Como financiador do agronegócio brasileiro, o Banco do Brasil, alinhado às Políticas Públicas do Governo Federal, adotou entre suas ações de concessão de crédito medidas no sentido de priorizar os financiamentos de atividades rurais no âmbito do Programa ABC.
Entre essas ações, vem desenvolvendo treinamento de técnicos, divulgação junto aos produtores e entidades representativas, automatização de processos e celebração de parcerias com empresas integradoras e cooperativas. Esse conjunto de iniciativas tem contribuído para evolução do Programa e para o crescente incremento nas contratações.

Nesse contexto, dos recursos totais do Programa, que somam R$ 3,15 bilhões na safra 2011/2012, R$ 850 milhões foram disponibilizados pelo Banco do Brasil. O Banco está em condições de atender outras demandas que superem esse valor.
As linhas de crédito atreladas ao programa, que são oferecidas pelo Banco do Brasil, atendem as atividades de implantação de viveiros de mudas florestais, de sistema lavoura-pecuária-floresta, recomposição de áreas de preservação permanente ou reserva legal, produção orgânica, recuperação de pastagens, implantação e manutenção de florestas comerciais, implantação e melhoramento de sistemas de plantio direto na palha.

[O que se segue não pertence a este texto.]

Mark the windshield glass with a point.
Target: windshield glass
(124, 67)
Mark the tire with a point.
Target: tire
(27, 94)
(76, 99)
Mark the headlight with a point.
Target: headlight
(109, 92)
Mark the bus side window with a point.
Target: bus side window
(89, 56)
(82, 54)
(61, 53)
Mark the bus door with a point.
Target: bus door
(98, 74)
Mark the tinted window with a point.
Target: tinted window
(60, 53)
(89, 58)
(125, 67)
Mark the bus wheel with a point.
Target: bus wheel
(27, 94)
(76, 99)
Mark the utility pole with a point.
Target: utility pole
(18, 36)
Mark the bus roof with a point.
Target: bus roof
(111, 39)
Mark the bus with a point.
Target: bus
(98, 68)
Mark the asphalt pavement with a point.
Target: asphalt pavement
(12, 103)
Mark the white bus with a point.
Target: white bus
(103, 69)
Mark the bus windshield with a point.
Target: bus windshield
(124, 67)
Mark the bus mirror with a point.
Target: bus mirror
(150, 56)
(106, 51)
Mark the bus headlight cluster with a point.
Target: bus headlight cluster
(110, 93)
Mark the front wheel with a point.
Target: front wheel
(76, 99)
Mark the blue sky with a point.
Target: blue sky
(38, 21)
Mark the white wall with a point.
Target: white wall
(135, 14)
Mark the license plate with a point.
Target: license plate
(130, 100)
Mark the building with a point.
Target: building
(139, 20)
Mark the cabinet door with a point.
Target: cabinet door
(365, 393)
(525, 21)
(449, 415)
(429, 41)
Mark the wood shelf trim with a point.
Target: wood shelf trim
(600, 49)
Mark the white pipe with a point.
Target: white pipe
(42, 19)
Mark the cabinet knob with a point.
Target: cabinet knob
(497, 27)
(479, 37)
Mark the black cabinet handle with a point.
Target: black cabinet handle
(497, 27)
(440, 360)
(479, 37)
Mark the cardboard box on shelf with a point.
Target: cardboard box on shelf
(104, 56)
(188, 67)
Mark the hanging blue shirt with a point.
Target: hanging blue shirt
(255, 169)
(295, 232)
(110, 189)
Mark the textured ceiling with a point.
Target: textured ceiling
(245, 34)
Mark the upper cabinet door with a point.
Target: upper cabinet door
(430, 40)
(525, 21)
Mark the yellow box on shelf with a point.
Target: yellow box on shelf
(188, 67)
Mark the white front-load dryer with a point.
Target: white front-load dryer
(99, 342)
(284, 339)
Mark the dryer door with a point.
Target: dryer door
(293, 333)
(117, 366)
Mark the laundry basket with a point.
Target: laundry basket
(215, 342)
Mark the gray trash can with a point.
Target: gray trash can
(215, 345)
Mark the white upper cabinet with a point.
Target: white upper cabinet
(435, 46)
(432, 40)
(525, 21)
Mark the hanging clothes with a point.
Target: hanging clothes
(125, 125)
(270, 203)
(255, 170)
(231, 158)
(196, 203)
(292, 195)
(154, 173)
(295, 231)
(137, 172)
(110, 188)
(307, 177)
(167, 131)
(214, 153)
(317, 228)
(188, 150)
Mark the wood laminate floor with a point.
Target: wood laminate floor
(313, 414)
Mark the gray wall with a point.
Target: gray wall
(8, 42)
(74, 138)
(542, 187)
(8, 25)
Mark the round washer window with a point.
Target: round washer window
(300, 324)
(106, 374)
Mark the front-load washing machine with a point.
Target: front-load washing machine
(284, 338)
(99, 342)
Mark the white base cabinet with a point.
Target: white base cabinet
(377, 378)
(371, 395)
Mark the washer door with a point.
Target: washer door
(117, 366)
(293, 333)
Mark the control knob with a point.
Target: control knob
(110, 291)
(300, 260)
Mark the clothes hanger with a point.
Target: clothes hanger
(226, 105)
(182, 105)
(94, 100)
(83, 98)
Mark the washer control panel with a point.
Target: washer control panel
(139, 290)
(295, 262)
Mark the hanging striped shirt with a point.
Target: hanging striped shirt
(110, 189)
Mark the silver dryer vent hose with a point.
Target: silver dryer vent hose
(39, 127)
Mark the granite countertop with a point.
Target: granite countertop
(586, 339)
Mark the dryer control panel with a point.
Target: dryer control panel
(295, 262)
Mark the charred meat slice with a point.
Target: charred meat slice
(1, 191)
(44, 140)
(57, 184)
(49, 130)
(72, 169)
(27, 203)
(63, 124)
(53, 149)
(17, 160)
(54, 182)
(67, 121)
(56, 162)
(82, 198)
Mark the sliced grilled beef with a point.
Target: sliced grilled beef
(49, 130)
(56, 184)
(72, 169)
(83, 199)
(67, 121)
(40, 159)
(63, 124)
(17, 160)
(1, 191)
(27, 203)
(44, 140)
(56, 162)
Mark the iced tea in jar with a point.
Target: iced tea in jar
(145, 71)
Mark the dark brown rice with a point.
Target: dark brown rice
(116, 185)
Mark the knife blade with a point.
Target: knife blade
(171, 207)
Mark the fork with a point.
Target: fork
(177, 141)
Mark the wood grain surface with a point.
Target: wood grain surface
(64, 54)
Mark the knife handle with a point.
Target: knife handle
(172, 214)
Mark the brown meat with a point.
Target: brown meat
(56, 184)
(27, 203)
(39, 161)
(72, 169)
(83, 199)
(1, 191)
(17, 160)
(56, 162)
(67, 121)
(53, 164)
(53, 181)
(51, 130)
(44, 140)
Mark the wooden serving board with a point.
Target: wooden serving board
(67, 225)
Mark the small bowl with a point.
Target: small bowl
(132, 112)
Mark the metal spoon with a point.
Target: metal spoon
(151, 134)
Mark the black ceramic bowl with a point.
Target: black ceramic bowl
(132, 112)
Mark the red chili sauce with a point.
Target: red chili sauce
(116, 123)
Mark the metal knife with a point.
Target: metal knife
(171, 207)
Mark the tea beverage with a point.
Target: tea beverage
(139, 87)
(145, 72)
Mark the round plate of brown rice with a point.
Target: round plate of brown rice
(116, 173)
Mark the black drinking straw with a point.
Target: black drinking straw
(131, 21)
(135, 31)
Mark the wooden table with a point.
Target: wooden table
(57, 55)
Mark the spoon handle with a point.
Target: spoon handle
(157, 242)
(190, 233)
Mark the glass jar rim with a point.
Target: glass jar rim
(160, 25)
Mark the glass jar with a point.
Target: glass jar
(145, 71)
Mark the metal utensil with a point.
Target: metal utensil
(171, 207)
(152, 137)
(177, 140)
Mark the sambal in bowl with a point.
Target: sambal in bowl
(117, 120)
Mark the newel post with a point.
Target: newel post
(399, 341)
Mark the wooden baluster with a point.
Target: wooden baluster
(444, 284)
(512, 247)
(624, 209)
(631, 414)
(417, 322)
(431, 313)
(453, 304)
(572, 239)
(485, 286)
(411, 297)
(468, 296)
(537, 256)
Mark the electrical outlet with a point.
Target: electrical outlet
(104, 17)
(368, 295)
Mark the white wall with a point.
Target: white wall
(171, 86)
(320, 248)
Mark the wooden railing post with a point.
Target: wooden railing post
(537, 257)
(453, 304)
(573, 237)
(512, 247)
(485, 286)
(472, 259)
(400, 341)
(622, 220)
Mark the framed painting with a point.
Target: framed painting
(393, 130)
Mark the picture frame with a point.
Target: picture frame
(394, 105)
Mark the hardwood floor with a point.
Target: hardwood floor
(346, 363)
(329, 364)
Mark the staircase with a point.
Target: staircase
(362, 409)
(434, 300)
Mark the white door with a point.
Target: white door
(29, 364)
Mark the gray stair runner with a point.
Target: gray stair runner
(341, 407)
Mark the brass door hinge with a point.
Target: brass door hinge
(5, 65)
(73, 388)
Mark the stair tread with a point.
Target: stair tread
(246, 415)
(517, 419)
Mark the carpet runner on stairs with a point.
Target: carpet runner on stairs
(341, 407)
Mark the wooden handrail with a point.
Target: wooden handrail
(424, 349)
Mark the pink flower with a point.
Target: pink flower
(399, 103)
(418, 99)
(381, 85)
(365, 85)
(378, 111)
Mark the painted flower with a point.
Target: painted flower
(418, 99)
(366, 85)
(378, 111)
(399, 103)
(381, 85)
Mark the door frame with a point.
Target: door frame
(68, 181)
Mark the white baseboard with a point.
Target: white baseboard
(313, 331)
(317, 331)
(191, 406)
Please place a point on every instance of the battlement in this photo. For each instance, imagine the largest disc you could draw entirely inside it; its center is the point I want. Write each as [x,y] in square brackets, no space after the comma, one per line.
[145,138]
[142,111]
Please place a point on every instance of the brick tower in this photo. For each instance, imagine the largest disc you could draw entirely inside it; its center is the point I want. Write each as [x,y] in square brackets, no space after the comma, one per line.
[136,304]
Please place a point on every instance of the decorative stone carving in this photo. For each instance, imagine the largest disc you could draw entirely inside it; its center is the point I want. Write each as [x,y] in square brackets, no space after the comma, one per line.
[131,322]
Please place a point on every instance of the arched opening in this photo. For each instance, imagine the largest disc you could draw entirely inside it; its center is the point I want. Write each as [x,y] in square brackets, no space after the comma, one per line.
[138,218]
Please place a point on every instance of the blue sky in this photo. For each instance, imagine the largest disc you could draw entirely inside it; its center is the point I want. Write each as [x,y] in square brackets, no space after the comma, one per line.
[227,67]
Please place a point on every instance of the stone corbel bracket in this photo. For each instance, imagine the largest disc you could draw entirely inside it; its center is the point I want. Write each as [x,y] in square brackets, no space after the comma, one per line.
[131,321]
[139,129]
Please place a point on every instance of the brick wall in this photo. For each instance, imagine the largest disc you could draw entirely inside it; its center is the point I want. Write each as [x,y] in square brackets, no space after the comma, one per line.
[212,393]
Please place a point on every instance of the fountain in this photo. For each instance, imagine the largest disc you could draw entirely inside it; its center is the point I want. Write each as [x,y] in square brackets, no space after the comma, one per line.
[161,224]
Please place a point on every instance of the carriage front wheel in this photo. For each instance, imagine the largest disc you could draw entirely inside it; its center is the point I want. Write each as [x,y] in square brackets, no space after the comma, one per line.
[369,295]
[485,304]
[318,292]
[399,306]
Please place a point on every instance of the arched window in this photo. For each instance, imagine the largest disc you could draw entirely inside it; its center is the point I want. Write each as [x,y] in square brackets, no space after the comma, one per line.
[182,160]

O valor financiado pode ser de até R$ 1 milhão por beneficiário, contemplando até 100% do valor dos bens objeto do financiamento, com taxa de 5,5% a.a. e prazo de até 15 anos. Com recursos do Fundo Constitucional de Financiamento do Centro Oeste – FCO, o valor financiado pode chegar a até R$ 20 milhões.

Além disso, especificamente para a produção orgânica, são disponibilizadas linhas de crédito para atender as demandas de pessoas físicas ou jurídicas que comprovem sua condição de produtor rural orgânico. As linhas cobrem despesas com investimento, custeio e comercialização das atividades.